Published on

May 26, 2021

Task-oriented dialogue systems could be better. Here’s a new dataset to help.

Derek Chen

Table of Contents

Dialogue State Tracking has run its course. Here’s why Action State Tracking and Cascading Dialogue Success is next.

For call center applications, dialogue state tracking (DST) has traditionally served as a way to determine what the user wants at that point in the dialogue. However, in actual industry use cases, the work of a call center agent is more complex than simply recognizing user intents.

In real world environments, agents are typically tasked with strenuous multitasking. Tasks often include reviewing knowledge base articles, evaluating guidelines in what can be said, examining dialogue history with a customer, and inspecting customer account details all at once. In fact, according to ASAPP internal research, call center phone agents spend approximately 82 percent of their total time looking at customer data, step-by-step guides, or knowledge base articles. Yet none of these aspects are accounted for in classical DST benchmarks. A more realistic environment would employ a dual-constraint where the agent needs to obey customer requests while considering company policies when taking actions.

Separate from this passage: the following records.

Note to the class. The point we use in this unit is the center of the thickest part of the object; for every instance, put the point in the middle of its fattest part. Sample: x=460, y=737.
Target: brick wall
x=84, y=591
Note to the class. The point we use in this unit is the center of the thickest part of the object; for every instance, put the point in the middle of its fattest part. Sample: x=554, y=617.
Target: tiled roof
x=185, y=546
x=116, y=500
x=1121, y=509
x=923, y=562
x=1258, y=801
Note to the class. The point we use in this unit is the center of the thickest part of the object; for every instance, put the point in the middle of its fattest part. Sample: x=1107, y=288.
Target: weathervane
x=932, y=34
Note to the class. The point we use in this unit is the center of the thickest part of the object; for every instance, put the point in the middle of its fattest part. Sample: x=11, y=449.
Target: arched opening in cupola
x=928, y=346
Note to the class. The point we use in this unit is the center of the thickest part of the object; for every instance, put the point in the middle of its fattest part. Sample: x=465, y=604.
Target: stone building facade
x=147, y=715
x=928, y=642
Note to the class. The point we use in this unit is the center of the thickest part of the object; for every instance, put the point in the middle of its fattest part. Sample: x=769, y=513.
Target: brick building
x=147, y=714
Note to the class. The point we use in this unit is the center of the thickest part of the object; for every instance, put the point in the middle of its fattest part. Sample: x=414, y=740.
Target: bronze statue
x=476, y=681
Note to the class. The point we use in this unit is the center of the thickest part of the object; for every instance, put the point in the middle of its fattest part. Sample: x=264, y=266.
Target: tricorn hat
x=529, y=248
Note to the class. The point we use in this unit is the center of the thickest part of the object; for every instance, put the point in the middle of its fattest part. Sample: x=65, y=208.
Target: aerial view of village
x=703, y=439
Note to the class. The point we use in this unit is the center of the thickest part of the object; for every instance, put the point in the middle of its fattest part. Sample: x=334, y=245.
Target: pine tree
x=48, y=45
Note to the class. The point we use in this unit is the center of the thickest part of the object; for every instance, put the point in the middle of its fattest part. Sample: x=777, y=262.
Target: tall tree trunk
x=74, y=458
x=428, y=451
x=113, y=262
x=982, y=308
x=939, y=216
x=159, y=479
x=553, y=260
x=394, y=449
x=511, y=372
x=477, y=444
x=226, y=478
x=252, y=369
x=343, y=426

That’s why, in order to improve the state of the art of task-oriented dialogue systems for customer service applications, we’re establishing a new Action-Based Conversations Dataset (ABCD). ABCD is a fully-labeled dataset with over 10k human-to-human dialogues containing 55 distinct user intents requiring unique sequences of actions constrained by company policies to achieve task success.

The major difference between ABCD and other datasets is that it asks the agent to adhere to a set of policies that call center agents often face, while simultaneously dealing with customer requests. With this dataset, we propose two new tasks: Action State Tracking (AST)—which keeps track of the state of the dialogue when we know that an action has taken place during that turn; and Cascading Dialogue Success (CDS)—a measure for the model’s ability to understand actions in context as a whole, which includes the context from other utterances.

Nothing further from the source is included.